Question

(b) A car starts from rest and travels upwards along a straight road inclined at an angle of
5,0°
+
The length of the road is 450 m and the car has mass 800 kg. The speed of the car
increases at a constant rate and is 28 ms- at the top of the slope.
(i) Determine, for this car travelling up the slope,
1. its acceleration,​

Answer 1

Given:

A car starts from rest and travels upwards along a straight road inclined at an angle of

5°. The length of the road is 450 m and the mass of car is 800 kg. The speed of the car

increases at a constant rate and is 28 ms- at the top of the slope.

To find:

Net acceleration of the car

Calculation:

Let net acceleration of car be a ;

Since acceleration is constant, we can easily applied the equation of kinematics to solve this type of problems.
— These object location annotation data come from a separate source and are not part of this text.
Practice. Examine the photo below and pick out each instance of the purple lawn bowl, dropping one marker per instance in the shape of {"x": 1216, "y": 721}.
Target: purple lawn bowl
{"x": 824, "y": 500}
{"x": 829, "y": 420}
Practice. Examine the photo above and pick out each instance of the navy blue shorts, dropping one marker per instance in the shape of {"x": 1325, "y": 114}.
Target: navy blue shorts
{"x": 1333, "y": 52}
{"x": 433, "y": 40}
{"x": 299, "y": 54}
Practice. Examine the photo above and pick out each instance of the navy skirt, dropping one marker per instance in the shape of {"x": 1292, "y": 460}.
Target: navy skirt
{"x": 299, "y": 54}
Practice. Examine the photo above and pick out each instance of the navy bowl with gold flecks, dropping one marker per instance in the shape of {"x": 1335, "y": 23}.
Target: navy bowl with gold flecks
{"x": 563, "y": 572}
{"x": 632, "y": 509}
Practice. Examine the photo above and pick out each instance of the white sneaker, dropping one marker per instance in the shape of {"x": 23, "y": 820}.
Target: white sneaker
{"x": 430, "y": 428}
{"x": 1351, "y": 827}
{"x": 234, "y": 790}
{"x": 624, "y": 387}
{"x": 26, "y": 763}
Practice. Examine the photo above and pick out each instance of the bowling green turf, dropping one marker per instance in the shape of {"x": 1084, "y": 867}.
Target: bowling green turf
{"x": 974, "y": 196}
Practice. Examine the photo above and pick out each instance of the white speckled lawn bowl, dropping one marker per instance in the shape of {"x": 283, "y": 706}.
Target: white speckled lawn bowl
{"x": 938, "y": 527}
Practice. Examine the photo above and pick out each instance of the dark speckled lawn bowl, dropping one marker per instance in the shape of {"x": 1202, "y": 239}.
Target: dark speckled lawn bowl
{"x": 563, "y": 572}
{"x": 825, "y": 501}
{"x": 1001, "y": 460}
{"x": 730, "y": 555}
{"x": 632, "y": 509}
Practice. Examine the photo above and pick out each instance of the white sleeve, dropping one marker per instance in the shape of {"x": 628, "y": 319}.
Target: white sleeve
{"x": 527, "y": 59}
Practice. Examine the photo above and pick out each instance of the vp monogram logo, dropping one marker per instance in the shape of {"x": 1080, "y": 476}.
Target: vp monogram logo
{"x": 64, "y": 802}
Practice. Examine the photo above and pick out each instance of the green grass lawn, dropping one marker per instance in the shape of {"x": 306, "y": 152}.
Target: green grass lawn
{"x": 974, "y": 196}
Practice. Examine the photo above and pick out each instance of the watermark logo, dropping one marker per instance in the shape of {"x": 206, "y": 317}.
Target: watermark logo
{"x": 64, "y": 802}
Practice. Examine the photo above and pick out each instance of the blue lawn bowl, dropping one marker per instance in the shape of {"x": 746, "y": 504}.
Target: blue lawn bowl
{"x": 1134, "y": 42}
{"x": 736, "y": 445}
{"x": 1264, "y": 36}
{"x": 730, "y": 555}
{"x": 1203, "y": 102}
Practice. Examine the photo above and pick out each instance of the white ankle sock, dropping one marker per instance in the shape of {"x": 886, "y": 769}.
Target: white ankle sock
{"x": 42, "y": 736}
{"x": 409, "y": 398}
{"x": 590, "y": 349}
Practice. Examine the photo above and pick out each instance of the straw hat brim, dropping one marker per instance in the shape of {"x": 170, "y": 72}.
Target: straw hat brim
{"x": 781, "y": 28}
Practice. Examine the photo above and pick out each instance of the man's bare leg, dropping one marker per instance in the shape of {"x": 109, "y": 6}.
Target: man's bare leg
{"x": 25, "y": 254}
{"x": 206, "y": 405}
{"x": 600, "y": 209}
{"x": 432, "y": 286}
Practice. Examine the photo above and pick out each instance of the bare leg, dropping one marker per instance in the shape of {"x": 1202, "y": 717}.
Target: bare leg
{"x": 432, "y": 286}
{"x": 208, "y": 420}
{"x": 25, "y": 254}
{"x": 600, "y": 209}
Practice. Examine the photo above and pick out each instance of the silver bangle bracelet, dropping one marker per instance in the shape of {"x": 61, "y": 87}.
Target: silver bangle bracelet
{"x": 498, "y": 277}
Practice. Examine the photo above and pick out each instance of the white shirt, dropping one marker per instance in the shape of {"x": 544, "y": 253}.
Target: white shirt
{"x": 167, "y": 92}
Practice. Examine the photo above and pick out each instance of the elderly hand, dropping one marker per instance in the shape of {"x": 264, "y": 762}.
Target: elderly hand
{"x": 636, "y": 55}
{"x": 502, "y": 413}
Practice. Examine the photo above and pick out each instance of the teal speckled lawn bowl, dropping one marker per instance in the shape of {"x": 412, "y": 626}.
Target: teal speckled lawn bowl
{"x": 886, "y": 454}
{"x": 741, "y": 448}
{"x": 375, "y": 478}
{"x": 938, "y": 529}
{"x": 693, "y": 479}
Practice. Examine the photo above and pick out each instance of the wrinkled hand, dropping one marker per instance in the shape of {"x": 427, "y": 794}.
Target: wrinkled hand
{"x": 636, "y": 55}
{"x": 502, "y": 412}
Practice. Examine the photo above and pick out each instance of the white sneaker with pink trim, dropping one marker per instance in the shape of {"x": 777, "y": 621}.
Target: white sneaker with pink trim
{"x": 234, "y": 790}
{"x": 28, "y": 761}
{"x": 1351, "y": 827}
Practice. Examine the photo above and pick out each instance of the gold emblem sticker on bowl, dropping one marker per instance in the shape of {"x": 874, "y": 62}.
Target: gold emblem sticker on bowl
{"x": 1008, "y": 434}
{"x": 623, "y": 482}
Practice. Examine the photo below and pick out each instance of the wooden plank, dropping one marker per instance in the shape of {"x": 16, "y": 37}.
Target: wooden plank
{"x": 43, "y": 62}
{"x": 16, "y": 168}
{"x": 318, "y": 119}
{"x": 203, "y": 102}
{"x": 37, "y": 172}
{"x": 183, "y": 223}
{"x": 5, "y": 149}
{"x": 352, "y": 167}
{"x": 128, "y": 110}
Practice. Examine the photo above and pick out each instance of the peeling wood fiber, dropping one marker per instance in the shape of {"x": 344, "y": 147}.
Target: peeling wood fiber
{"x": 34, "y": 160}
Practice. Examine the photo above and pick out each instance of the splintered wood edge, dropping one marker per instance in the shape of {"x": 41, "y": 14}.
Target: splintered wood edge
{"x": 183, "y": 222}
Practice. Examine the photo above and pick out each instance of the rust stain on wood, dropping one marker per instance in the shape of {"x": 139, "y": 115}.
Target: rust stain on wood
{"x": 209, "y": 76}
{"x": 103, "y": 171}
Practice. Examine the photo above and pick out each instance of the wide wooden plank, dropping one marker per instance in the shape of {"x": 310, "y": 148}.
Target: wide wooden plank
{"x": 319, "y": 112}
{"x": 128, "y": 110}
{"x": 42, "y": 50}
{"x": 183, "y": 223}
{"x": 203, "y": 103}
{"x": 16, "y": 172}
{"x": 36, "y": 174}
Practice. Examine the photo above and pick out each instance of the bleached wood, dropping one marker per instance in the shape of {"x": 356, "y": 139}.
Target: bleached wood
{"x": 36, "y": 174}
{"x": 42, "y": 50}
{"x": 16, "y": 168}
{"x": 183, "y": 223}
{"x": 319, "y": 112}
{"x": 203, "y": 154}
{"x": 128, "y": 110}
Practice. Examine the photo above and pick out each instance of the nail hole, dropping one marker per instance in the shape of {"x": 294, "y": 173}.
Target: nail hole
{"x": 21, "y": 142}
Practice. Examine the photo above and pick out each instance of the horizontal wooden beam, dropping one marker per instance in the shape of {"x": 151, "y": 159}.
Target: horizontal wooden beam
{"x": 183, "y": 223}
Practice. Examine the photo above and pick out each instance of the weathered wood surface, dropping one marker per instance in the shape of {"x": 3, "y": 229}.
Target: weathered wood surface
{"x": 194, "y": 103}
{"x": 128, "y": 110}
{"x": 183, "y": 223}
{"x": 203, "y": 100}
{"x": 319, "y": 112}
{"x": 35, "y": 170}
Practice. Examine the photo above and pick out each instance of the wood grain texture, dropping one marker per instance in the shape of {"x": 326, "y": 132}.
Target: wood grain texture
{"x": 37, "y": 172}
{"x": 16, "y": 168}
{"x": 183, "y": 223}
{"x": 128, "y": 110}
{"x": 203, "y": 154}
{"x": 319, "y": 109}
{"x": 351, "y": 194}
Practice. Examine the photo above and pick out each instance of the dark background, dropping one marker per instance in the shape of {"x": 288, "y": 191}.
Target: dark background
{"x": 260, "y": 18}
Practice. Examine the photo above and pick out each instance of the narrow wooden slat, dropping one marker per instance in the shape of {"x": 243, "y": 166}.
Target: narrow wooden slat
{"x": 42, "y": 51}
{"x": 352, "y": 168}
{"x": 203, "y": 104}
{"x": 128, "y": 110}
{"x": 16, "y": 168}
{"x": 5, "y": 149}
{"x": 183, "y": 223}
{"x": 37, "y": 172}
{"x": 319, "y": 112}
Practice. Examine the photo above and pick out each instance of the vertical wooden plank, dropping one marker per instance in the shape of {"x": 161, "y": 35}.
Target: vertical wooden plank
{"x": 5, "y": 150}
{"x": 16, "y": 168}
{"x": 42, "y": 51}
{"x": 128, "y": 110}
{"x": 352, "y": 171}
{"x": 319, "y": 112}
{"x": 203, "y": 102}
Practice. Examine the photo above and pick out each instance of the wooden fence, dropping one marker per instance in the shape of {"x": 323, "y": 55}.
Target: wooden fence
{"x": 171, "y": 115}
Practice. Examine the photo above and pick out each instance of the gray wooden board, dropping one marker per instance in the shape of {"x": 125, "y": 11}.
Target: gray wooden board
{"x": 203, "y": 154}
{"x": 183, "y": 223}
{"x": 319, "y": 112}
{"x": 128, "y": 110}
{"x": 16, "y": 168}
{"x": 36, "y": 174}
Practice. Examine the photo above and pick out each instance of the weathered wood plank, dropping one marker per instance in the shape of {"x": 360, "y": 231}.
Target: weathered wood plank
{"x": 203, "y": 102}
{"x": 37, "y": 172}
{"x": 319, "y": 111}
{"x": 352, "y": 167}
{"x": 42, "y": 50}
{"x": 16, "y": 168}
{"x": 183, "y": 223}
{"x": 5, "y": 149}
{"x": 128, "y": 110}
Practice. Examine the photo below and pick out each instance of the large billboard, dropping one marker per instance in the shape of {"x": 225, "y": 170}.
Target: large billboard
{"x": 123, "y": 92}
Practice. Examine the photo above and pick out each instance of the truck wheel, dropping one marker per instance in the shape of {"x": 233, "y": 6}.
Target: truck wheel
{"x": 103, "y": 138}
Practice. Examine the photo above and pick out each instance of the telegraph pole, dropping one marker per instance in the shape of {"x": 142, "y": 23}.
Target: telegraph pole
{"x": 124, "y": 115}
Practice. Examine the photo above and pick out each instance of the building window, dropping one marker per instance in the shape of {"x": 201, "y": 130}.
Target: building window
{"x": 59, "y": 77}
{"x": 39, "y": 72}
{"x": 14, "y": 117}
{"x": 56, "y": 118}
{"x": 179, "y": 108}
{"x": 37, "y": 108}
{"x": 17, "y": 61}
$\therefore \: {v}^{2} = {u}^{2} + 2as$

$= > {(28)}^{2} = {(0)}^{2} +( 2 \times a \times 450)$

$= > {(28)}^{2} = 2 \times a \times 450$

$= > \: 900a = 784$

$= > a = \dfrac{784}{900}$

$= > \: a = 0.87 \: m {s}^{ - 2}$

So, final answer is:

$\boxed{ \large{ \bold{\: a = 0.87 \: m {s}^{ - 2} }}}$

To Note:

• Net acceleration in this case is different from applied acceleration because net acceleration is obtained by subtracting the weight component [ $g\sin(\theta)$ ] from applied acceleration.